Real estate investments can provide an attractive return on investment. Rentals provide monthly cash flow and build value over time. However, many investors question whether they should invest in multiple single-unit properties or apartment real estate.

Overall, investing in apartment real estate is less risky. Here’s why:

1. Strong Cash Flow

Apartment real estate is preferred by many investors because of the strong cash flow it generates. When apartment buildings contain multiple units, each unit provides monthly income.

To generate the same amount of cash flow with single-family homes, investors would have to purchase multiple properties and potentially in multiple states.

2. High Demand

In today’s housing market, there is a strong demand for rentals, particularly apartments. The homeownership rate dipped to 63% in 2016, which is the lowest rate in 50 years.

There are several reasons for the decline in homeowners. Millennials prefer the mobile lifestyle that renting affords. With many delaying marriages and starting families, the need for homeownership remains low.

Low inventory and high prices are also preventing many young people from purchasing homes for the first time.

These factors create the perfect storm for high rental demand. With high demand for apartments, there’s a lower risk of losing income from lengthy vacancy rates.

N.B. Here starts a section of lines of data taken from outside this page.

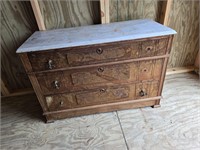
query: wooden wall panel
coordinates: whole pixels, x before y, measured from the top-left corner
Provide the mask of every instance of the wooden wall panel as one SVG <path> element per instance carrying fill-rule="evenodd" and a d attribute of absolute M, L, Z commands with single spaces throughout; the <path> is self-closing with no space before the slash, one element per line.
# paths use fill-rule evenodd
<path fill-rule="evenodd" d="M 16 54 L 17 48 L 35 31 L 37 25 L 29 2 L 1 1 L 1 76 L 9 89 L 31 84 Z"/>
<path fill-rule="evenodd" d="M 199 1 L 173 0 L 168 26 L 177 31 L 168 67 L 194 65 L 199 49 Z"/>
<path fill-rule="evenodd" d="M 149 18 L 159 20 L 159 0 L 110 0 L 110 22 Z"/>
<path fill-rule="evenodd" d="M 46 29 L 99 24 L 99 1 L 39 1 Z"/>

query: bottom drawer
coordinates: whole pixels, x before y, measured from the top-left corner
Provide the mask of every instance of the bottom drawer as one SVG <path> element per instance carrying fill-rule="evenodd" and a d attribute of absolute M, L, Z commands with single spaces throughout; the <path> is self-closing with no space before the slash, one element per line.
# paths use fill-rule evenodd
<path fill-rule="evenodd" d="M 49 111 L 106 104 L 158 96 L 158 82 L 104 86 L 75 93 L 56 94 L 46 97 Z"/>

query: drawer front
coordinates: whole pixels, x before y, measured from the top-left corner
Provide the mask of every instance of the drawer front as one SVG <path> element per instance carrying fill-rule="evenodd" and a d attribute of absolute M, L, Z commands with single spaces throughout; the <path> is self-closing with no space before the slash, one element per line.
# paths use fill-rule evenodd
<path fill-rule="evenodd" d="M 33 71 L 54 70 L 68 67 L 66 54 L 63 51 L 28 53 Z"/>
<path fill-rule="evenodd" d="M 28 53 L 33 71 L 164 55 L 168 38 L 126 41 L 97 46 L 75 47 L 62 50 Z"/>
<path fill-rule="evenodd" d="M 65 92 L 72 86 L 70 74 L 66 71 L 39 73 L 36 77 L 44 94 Z"/>
<path fill-rule="evenodd" d="M 165 55 L 167 52 L 169 38 L 161 38 L 158 40 L 147 40 L 141 43 L 141 50 L 139 51 L 139 57 L 152 57 Z"/>
<path fill-rule="evenodd" d="M 160 80 L 163 59 L 39 73 L 42 92 L 60 93 L 91 89 L 97 85 Z"/>
<path fill-rule="evenodd" d="M 122 42 L 107 46 L 91 46 L 77 51 L 70 51 L 67 59 L 70 66 L 81 66 L 101 62 L 111 62 L 138 57 L 140 42 Z"/>
<path fill-rule="evenodd" d="M 158 96 L 159 82 L 144 82 L 130 85 L 104 86 L 75 93 L 46 97 L 49 111 L 108 104 Z"/>
<path fill-rule="evenodd" d="M 135 81 L 137 63 L 99 66 L 82 69 L 71 74 L 73 85 Z"/>

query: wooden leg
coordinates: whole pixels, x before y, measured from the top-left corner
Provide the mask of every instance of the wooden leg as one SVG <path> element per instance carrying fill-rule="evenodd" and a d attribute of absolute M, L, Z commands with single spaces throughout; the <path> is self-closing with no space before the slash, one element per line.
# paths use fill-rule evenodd
<path fill-rule="evenodd" d="M 151 106 L 152 108 L 158 108 L 158 107 L 160 107 L 160 104 L 159 105 L 153 105 L 153 106 Z"/>
<path fill-rule="evenodd" d="M 47 120 L 46 123 L 54 123 L 55 120 Z"/>
<path fill-rule="evenodd" d="M 152 106 L 152 108 L 158 108 L 160 107 L 160 99 L 156 100 L 155 105 Z"/>

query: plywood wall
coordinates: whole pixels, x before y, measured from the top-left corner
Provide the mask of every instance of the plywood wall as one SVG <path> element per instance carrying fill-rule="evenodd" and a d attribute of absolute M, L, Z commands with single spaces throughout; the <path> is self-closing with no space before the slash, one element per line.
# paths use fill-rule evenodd
<path fill-rule="evenodd" d="M 1 1 L 1 78 L 12 89 L 31 87 L 17 48 L 37 25 L 29 2 Z"/>
<path fill-rule="evenodd" d="M 110 22 L 148 18 L 159 20 L 159 0 L 110 0 Z"/>
<path fill-rule="evenodd" d="M 99 1 L 39 1 L 46 29 L 67 28 L 100 23 Z"/>
<path fill-rule="evenodd" d="M 167 24 L 177 35 L 168 67 L 194 65 L 199 50 L 199 13 L 199 1 L 173 1 Z"/>

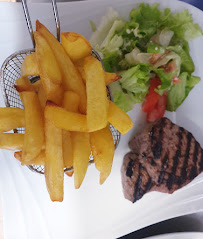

3. The Population is Rising

Each year, the population continues to rise, which only further increases the demand for rentals.

By 2034, the number of older adults in the U.S. is projected to outnumber children for the first time in history.

In the near future, older adults will make up a large percentage of the population. Many retirees prefer the flexibility and freedom that apartments offer, so demand will continue to swell.

4. Low Vacancy Rates

High demand for apartments means lower vacancy rates and less risk of loss of income. In the second quarter of 2018, the rental vacancy rate for single-family homes was 5.7%, according to HUD. During that same period, the vacancy rate for apartments was 4.8%.

Strong demand for apartments means that property owners spend less time looking for new tenants to fill empty units. As soon as one tenant moves out, another one is ready to move in.

5. Simplified Management

A single apartment building with 12 units can generate roughly the same amount of income as 12 single-family homes, depending on the location. However, instead of having to manage multiple single-family homes in several different locations, only one building needs to be managed in one location.

Whether the investor manages the property or a professional is hired, there’s less of a risk of mismanagement.

A properly managed apartment building will continue to generate strong cash flow.

6. Easy Financing

Apartment buildings come at a higher price, but they are generally easier to finance than a large portfolio of single-family homes. Multi-family units provide a strong cash flow, and banks view that as a significant advantage over a single-family home purchase.

If a tenant moves out of a single-family home, the property is 100% vacant. If an apartment building loses one or two tenants, the remaining tenants will still provide monthly income. The risk of foreclosure is much lower because cash is almost always flowing in.

With apartment real estate, the risk is much lower compared to single-family homes. Demand is high, and these properties generate strong cash flow. Financing is also easier simply because banks view these properties as low-risk.